This summer, I drove from Belize City’s Philip S. W. Goldson International Airport to Ka’ana Boutique Resort in west-central Belize on a narrow two-lane road stretching through cattle, horse and teak tree farms, past tiny rural homes perched on stilts with laundry fluttering in the wind, and through the quiet town of San Pedro to explore the ATM cave.

My tour driver, Edward Cano, a solemn middle-aged man, told earnest, fearful stories of the black-haired woman, La Llorona, who kills men if they dare to look upon her face, and Tata Duende, a jungle-dwelling man known to rip people’s thumbs off. My guide, Gliss Penados, a jovial naturalist and Yucatec Maya descendent, laughed at the stories; but he wouldn’t, however, fully deny their existence.

I assumed that like most ancient ruins in the United States and across Europe, the mystique of Actun Tunichil Muknal Cave would be tempered by preservation and safety regulations.

As we pulled into the dirt parking lot, Penados told me the ATM cave’s two biggest rules: no footwear and no cameras. In Awe’s attempt to provide tourists with an authentic and awe-inspiring tour, the cave has suffered irreparable damage. Upwards of 120 people enter the cave per day during peak tourist season. Today has the look of a full day. The parking lot is swarming with tourists.
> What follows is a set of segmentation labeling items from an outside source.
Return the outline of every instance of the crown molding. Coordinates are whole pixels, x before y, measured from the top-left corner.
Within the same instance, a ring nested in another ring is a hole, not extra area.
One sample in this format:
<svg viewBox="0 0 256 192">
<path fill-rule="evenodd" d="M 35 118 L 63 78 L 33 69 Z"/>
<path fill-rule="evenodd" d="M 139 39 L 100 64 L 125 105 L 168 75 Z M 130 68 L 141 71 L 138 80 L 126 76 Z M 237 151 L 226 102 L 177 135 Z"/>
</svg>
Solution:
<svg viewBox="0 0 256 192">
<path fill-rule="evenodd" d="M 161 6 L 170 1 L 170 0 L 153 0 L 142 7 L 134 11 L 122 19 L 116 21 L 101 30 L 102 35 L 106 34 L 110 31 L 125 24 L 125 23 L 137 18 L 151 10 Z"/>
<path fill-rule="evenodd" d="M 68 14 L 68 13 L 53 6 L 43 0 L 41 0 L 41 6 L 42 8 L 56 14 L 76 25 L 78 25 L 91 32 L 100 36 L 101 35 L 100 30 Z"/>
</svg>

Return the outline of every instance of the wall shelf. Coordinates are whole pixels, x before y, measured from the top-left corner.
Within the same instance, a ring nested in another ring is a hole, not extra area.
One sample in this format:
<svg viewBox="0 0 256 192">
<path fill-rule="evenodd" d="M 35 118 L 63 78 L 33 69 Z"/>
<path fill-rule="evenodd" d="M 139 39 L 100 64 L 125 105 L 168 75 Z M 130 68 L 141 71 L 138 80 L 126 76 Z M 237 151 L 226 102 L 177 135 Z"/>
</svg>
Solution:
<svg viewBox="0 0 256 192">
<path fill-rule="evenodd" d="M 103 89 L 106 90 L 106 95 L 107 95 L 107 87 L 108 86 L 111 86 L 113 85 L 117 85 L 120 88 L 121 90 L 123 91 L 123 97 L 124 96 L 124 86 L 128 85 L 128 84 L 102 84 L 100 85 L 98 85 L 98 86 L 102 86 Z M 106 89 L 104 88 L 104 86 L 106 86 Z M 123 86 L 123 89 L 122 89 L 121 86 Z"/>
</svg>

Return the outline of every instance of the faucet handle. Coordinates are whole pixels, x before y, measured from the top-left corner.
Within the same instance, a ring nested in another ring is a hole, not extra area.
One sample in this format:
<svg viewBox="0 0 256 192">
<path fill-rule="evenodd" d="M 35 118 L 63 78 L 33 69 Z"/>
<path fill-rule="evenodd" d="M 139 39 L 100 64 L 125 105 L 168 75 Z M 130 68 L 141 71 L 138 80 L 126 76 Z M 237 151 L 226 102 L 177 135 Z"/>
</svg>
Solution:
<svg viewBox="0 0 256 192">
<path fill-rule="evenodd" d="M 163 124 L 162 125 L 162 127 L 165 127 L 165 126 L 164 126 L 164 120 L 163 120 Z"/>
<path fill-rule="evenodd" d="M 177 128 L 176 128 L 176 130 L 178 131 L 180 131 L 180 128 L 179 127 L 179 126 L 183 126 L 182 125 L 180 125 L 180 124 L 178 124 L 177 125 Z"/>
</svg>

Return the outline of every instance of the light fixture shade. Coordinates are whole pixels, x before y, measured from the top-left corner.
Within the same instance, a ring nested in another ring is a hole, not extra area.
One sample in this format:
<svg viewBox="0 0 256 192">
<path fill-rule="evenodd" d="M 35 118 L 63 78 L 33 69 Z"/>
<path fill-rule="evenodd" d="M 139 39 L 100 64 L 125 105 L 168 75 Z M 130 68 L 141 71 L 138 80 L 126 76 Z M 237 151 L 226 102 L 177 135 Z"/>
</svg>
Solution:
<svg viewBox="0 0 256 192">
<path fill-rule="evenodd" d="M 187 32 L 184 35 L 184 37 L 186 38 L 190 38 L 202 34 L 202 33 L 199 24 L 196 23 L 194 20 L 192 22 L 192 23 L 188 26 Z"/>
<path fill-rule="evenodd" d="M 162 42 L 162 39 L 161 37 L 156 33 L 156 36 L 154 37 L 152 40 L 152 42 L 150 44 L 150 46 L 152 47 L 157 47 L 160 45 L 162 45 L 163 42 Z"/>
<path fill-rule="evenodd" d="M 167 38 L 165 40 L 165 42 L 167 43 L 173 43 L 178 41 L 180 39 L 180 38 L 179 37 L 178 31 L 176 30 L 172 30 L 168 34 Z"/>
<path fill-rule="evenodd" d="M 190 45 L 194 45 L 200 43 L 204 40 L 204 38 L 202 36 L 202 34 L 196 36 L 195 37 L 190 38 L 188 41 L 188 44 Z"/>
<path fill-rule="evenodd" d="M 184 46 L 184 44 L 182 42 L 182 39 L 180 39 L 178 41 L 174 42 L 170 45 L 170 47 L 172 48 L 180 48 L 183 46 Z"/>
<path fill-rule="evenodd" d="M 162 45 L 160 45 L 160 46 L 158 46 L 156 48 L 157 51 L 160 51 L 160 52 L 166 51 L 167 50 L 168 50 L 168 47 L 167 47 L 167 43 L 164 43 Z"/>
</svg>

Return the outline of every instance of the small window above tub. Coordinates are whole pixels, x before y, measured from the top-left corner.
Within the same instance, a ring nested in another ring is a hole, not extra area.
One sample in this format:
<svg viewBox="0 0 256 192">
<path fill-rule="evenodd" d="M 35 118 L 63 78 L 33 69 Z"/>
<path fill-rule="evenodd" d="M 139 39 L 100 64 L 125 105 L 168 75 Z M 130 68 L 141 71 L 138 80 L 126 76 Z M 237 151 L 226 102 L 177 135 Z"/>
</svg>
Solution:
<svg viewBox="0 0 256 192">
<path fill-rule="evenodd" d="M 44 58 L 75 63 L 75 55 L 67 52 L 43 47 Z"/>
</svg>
In May 2012, a tourist dropped a camera onto one of the skulls, creating a perfect rectangular hole in the center of the its forehead. The incident, the latest in a series of clumsy tourist mishaps, has led locals to believe Awe will be forced to either close the cave to the public or install a metal walkway throughout the cave’s interior. For now, he’s contemplating cutting the visitor-to-guide ratio down from eight to one to six to one.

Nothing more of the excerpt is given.